CN108559434B

CN108559434B - Three-functionality terminal alkenyl energetic adhesive and synthesis method thereof

Info

Publication number: CN108559434B
Application number: CN201810442119.2A
Authority: CN
Inventors: 王晓川; 卢先明; 莫洪昌; 舒远杰; 徐明辉; 刘宁; 汪伟; 朱勇; 张倩
Original assignee: Xian Modern Chemistry Research Institute
Current assignee: Xian Modern Chemistry Research Institute
Priority date: 2018-05-10
Filing date: 2018-05-10
Publication date: 2020-10-27
Anticipated expiration: 2038-05-10
Also published as: CN108559434A

Abstract

The invention discloses a trifunctional end alkenyl energetic adhesive and a synthesis method thereof, wherein the structural formula of the trifunctional end alkenyl energetic adhesive is shown as a formula (I), and the synthesis process comprises the following steps: the trifunctional poly-3-nitrate methyl-3-methyl oxa-cyclobutadine is used as a raw material, 3-isocyanic acid propylene is added, and the trifunctional alkenyl group-containing energy-containing adhesive is obtained through addition reaction.

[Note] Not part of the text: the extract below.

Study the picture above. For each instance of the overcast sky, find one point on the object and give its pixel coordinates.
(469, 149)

The synthesis method is convenient for large-scale preparation, and the double bonds endow the adhesive with the capability of curing at room temperature. The invention is mainly used for composite solid propellant.

Description

Three-functionality terminal alkenyl energetic adhesive and synthesis method thereof

Technical Field

The invention relates to a trifunctional alkenyl energetic adhesive, belonging to the field of solid propellants.

Background

Currently, isocyanate curing systems have the problem of relatively high curing temperatures. The isocyanate curing system used for curing hydroxyl-terminated polybutadiene (HTPB) is cured to form polyurethane, has high curing temperature and is sensitive to moisture, for example, the isocyanate curing system consisting of Toluene Diisocyanate (TDI) and HTPB has the curing temperature of 60 ℃.

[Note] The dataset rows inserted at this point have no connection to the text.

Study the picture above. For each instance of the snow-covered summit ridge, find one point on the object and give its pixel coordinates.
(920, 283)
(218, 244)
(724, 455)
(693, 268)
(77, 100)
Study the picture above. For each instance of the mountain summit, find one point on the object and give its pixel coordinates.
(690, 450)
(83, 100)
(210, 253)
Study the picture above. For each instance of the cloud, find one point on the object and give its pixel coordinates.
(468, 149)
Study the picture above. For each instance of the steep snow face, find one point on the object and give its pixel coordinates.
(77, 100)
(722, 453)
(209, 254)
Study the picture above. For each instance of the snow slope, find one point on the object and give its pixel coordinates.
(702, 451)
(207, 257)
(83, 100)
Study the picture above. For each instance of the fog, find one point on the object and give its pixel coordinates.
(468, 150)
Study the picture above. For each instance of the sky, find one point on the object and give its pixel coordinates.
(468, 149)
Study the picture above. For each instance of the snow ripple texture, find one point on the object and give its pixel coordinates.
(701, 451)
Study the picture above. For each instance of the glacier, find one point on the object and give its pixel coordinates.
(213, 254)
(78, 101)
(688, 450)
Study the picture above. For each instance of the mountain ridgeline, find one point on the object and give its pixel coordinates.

In order to solve the problems of high curing temperature and sensitivity to moisture in the traditional curing mode, a room temperature curing technology of nitrile oxide is developed. The curing agent nitrile oxide has high activity and is easy to produce curing crosslinking reaction with double bond containing adhesive, so that the curing temperature of the curing system is low and can be as low as 25-35 ℃. For example, the hogchuan subject of the science and technology university in southwest is listed in "synthesis of terephthalonitrile oxide and its room temperature curing property" fine chemical industry, 2017 (9): 1063-1069 use nitrile oxide to effect curing of the liquid polybutadiene rubber at room temperature. However, the elastomer formed after curing is free of energy and has a tensile strength of only 0.45 MPa.

Disclosure of Invention

The invention aims to overcome the defects of the background technology and provide an energy-containing adhesive which not only contains nitrate energy-containing groups but also can improve the tensile strength and a synthetic method thereof.

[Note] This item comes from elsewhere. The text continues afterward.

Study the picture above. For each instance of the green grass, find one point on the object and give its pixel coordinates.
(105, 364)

The conception of the invention is as follows: curing of trifunctional poly (3-nitrate methyl-3-methyloxacyclobutane) with diisocyanate requires heating to 60 ℃ and is susceptible to blistering under the influence of moisture. In order to reduce the curing temperature, while avoiding the generation of bubbles, the present invention envisages: the three-functionality (poly 3-nitrate methyl-3-methyl oxa-heterocyclic ring) energy-containing adhesive is adopted to react with 3-isocyanic propylene to generate the three-functionality end-alkenyl energy-containing adhesive, and tetramethyl terephthalonitrile oxide is used for curing to perfect a three-dimensional network structure formed after curing.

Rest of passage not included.